The major dose-limiting toxicity of cisplatin is cumulative renal insufficiency which has been associated with renal tubular damage. Renal toxicity becomes more prolonged and more severe with repeated cisplatin treatments. Electrolyte disturbances are often secondary effects of renal damage. Hydration and diuresis are used to reduce renal toxicity, but renal damage often occurs even if these measures are taken.
Myelosuppression is another dose-related toxicity of cisplatin treatment, characterized by a decrease in the levels of leukocytes and platelets. Leukocytes are white blood cells which fight off infection, and platelets are necessary for proper blood clotting. Anemia is another side effect of treatment with cisplatin.
Toxic reactions in the ears, or otoxicity is another effect of cisplatin treatment. This can be manifested by tinnitus, or noises such as ringing or whistling in the ears, loss of high frequency hearing, and occasionally deafness. It is unclear whether cisplatin-related ototoxicity is reversible.
Other side effects of cisplatin include gastrointestinal effects such as nausea and vomiting which occur in almost all patients treated with cisplatin. Anaphylactic-like reactions may occur shortly after administration of the drug.
Cisplatin is a member of the family of platinum coordination complexes. There are numerous derivatives of cisplatinum including carboplatin and oxaliplatin. Carboplatin (Paraplatin), like cisplatin, is thought to produce interstrand DNA cross-links. It is currently used in the treatment of patients with ovarian cancer that has recurred after chemotherapy. Clinically, there is less nephrotoxicity with carboplatin than with cisplatin, and the dose-limiting toxicity with carboplatin is myelosupression, primarily as thrombocytopenia, or a decrease in the of platelets circulating in the blood.

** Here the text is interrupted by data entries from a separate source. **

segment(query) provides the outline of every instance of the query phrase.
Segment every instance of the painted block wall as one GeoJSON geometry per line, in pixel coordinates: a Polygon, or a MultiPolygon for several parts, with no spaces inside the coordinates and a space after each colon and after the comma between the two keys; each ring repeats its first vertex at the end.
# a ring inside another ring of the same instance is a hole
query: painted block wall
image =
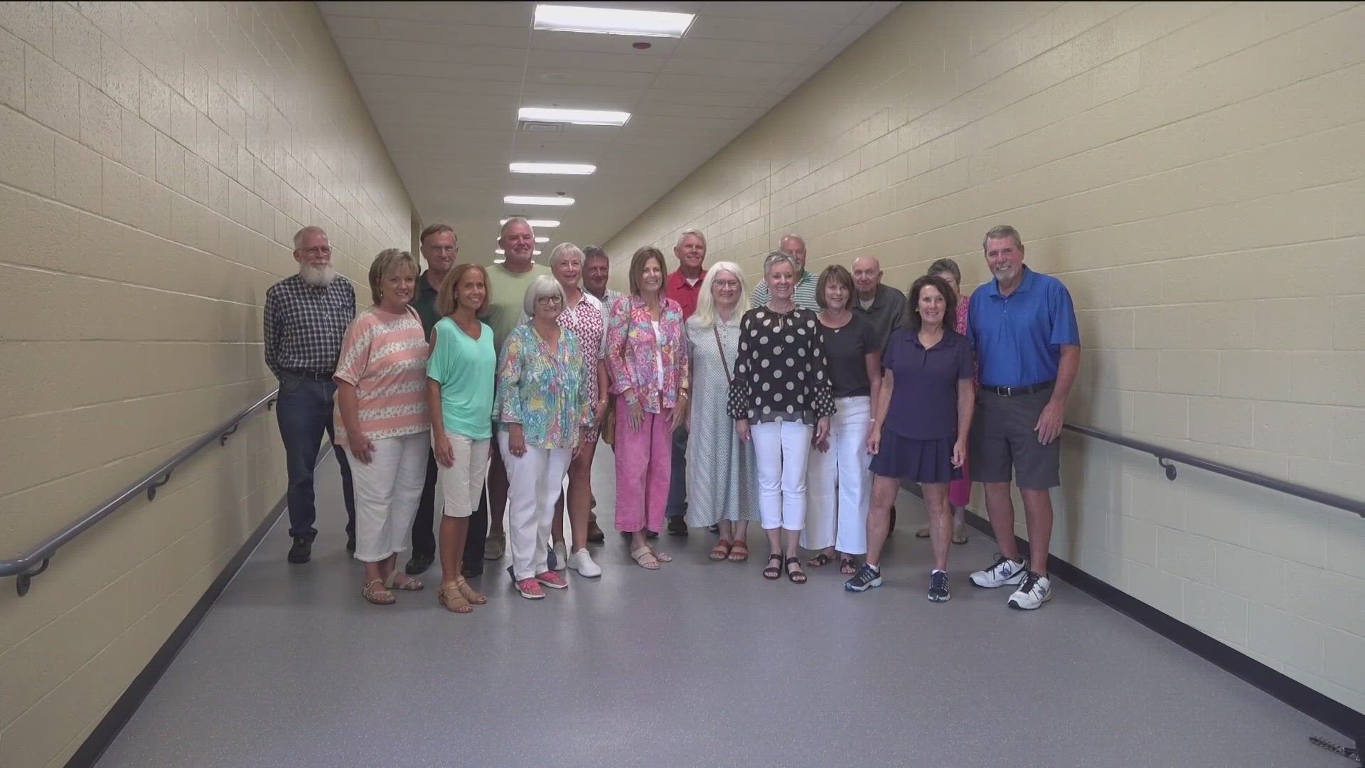
{"type": "MultiPolygon", "coordinates": [[[[311,3],[0,3],[0,549],[276,385],[315,223],[366,284],[411,204],[311,3]]],[[[367,295],[358,290],[358,295],[367,295]]],[[[61,765],[284,493],[274,415],[0,589],[0,765],[61,765]]],[[[344,511],[319,510],[339,533],[344,511]]]]}
{"type": "MultiPolygon", "coordinates": [[[[906,3],[606,247],[624,280],[696,227],[752,280],[797,232],[973,286],[1010,223],[1076,301],[1070,421],[1365,497],[1362,37],[1358,3],[906,3]]],[[[1063,440],[1054,552],[1365,711],[1365,521],[1063,440]]]]}

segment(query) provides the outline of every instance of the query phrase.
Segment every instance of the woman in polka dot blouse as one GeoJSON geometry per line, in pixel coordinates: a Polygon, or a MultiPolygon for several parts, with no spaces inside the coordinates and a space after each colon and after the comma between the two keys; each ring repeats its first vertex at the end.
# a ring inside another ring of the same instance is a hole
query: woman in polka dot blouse
{"type": "Polygon", "coordinates": [[[805,525],[805,463],[811,444],[829,433],[834,395],[820,324],[792,302],[796,262],[770,253],[763,280],[768,302],[740,320],[729,410],[740,439],[753,437],[759,517],[771,551],[763,578],[781,577],[785,564],[788,578],[804,584],[796,547],[805,525]]]}

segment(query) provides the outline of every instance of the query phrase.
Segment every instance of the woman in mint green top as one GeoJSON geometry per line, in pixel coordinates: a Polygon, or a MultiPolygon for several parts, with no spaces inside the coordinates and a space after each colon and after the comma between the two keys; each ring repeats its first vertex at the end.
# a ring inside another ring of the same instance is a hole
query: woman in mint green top
{"type": "Polygon", "coordinates": [[[483,473],[489,462],[493,426],[493,381],[497,351],[493,329],[479,323],[487,306],[489,273],[478,264],[460,264],[441,283],[427,357],[427,411],[431,414],[431,450],[435,452],[437,486],[445,502],[441,515],[441,590],[446,609],[468,614],[489,601],[460,570],[470,514],[479,506],[483,473]]]}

This invention relates to an improved method of cancer therapy that involves treating a patient with both an antineoplastic platinum coordination complex (i.e., a cisplatin derivative, which includes both cisplatin and derivatives thereof such as carboplatin) and a cGMP-specific phosphodiesterase (PDE) inhibitor. The specific PDE inhibitors useful for this invention are compounds that inhibit both PDE5 and the new cGMP-specific PDE described below. The novel cGMP-PDE is fully described by, Liu, et al., in the copending U.S. patent application Ser. No. 09/173,375, now U.S. Pat. No. 6,200,771, A Novel Cyclic GMP-Specific Phosphodiesterase And Methods For Using Same In Pharmaceutical Screening For Identifying Compounds For Inhibition Of Neoplastic Lesions. (For general PDE background, see, Beavo, J. A. (1995) Cyclic nucleotide phosphodiesterases: functional implications of multiple isoforms. Physiological Reviews 75:725-747; web site  less than http://weber.u.washington.edu/xcx9cpde/pde.html greater than  (November 1998)).
In this invention, the cGMP-specific PDE inhibitor can be used in combination with an antineoplastic platinum coordination complex in two ways. The first is a lower dosage methodology in which the traditionally recommended dose range of the cisplatin derivative is decreased while its therapeutic effects are maintained and its side effects are attenuated. The second is a higher dosage methodology that utilizes the traditionally recommended dose range for the cisplatin derivative and improves its activity without increasing its side effects. With each methodology, the cisplatin derivative is administered simultaneously with or in succession with an appropriate cGMP-specific PDE inhibitor.
In the low dose regime, a cisplatin derivative is administered at doses less than about 75 mg/m2. In the high dose regime, a cisplatin derivative is administered at doses between about 75 and 100 mg/m2.